月に囚われた男 置かれた状況を象徴しているビジュアル

ほぼ一人しか登場しないが、まったくそれを感じさせない

この「月に囚われた男」を監督したダンカン・ジョーンズは、ヴィジュアル系音楽の先駆けとなった、あのデビット・ボウイの息子だそうである。しかし、そんなことはどうでもいいぐらい、この映画は良く出来ていた。

ダンカン・ジョーンズ監督は、ボウイの息子という七光り的要素は、なんら必要はない才能の持ち主のようだ。

個人的には、この映画の情報をまったく持っていなかった。たまたまレンタルショップで見かけて借りてみたのである。だから、2010年に日本公開されていたのも知らなかった。たぶん、あまりヒットはしなかったのだろう。

傑作と書いたが、それは個人的見解であり、大ヒットする映画とはいえない。地味ではあるが、その革新的な手法が注目に値すると感じた次第である。

どこが革新的かといえば、なんと映画の全編を通してほぼ一人の主人公しか出てこない。主人公を演じたサム・ロックウェルという役者の演技力も素晴らしいが、それ以上にこのような演出を選択し、それを見事に映像化した監督の才能、力量が素晴らしいと思う次第である。

個人的には、映画全編を通してなんら不自然な感じを抱く事なく見終わった。そして、見終わった後に、あれ、言われてみれば一人しか出ってなかったな、と気付くのであった。

映画の設定は、月にあるエネルギー資源の採掘基地に従事する、たったひとりの作業員に起こる不可解な出来事を描いたものである。したがって、登場人物が一人しか出てこなくても、なんら不思議ではない。たぶん予算の問題もあったかもしれない。

ちなみに、製作費は500万ドル以下だったそうだ。日本映画でも、それぐらいの予算で作られる映画は多いと思うが、何故か陳腐な印象しかない。

それに比較して、この「月に囚われた男」に感じる印象は、深く静かに心に浸透してくるようである。

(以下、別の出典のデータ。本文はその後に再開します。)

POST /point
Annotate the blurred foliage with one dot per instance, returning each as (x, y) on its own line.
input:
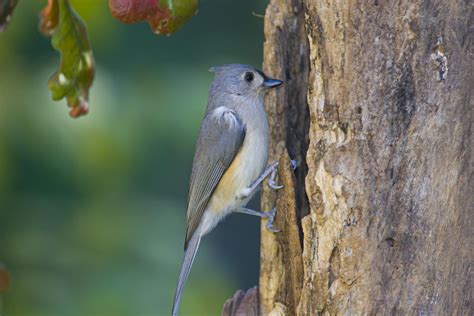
(76, 71)
(92, 211)
(6, 10)
(164, 16)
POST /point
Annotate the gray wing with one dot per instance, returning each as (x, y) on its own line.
(220, 138)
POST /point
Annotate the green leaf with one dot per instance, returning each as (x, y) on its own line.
(164, 16)
(6, 10)
(74, 77)
(4, 278)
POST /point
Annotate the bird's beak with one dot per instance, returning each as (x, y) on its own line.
(272, 83)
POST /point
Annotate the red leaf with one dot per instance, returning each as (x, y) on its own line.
(164, 17)
(49, 18)
(6, 10)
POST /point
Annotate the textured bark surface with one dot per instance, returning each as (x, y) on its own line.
(377, 110)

それは映像表現に豊かな感性が注がれた結果ではないかと想像する。僅かな予算でも、考え抜けばここまで出来ると云う見本のような映画である。

日本の監督にも見習ってほしいと思う次第である。少し具体的にいうと、日本の映画には余分なシーンが多いと感じている。観客は、感動や涙を求めていると勘違いしている、としか思えないシーンがやたらと目立つのである。

ところが、この映画ではそのような場面を実にあっさりと撮っている。例えば、主人公が過去を回想するシーンなどである。日本映画ならきっとくどいほど感動的にお涙ちょうだいとばかりに撮るだろう。

しかし、この映画では主題と関係ない部分は思い切り良く見切って、どんどん結末に向かっていく。これは観ていて気持ちがいいし、また時間がとても短く思えた。

ダンカン・ジョーンズ監督の次回作にも期待したいと思う次第である。

なお、「月に囚われた男」はSF映画です。しかし、SF映画が苦手な人にも御薦めしたいと思います。何故かといえば、宇宙空間でのドンパチはまったくありません。

また、SF特有の背景のくどい説明もありません。ただひたすらに月にひとり置かれた状況を描いています。

シチュエーション映画というジャンルがありますが、この映画もその範疇に入るのかもしれません。

<月に囚われた男/ストーリー>

主人公サム(サム・ロックウェル)は、月にあるエネルギー資源の採掘基地で、たった一人で仕事に従事している。契約期間は3年である。地球との直接の通信は、原因不明の不具合によってできない状態である。サムの相手は人口知能コンピュータのみである。契約期間の満了まで2週間となった頃から、サムの身の周りに不可解な出来事が起きる。ある日、採掘現場に向かったサムは、幻覚を見たことで気を取られて事故を起こしてしまう。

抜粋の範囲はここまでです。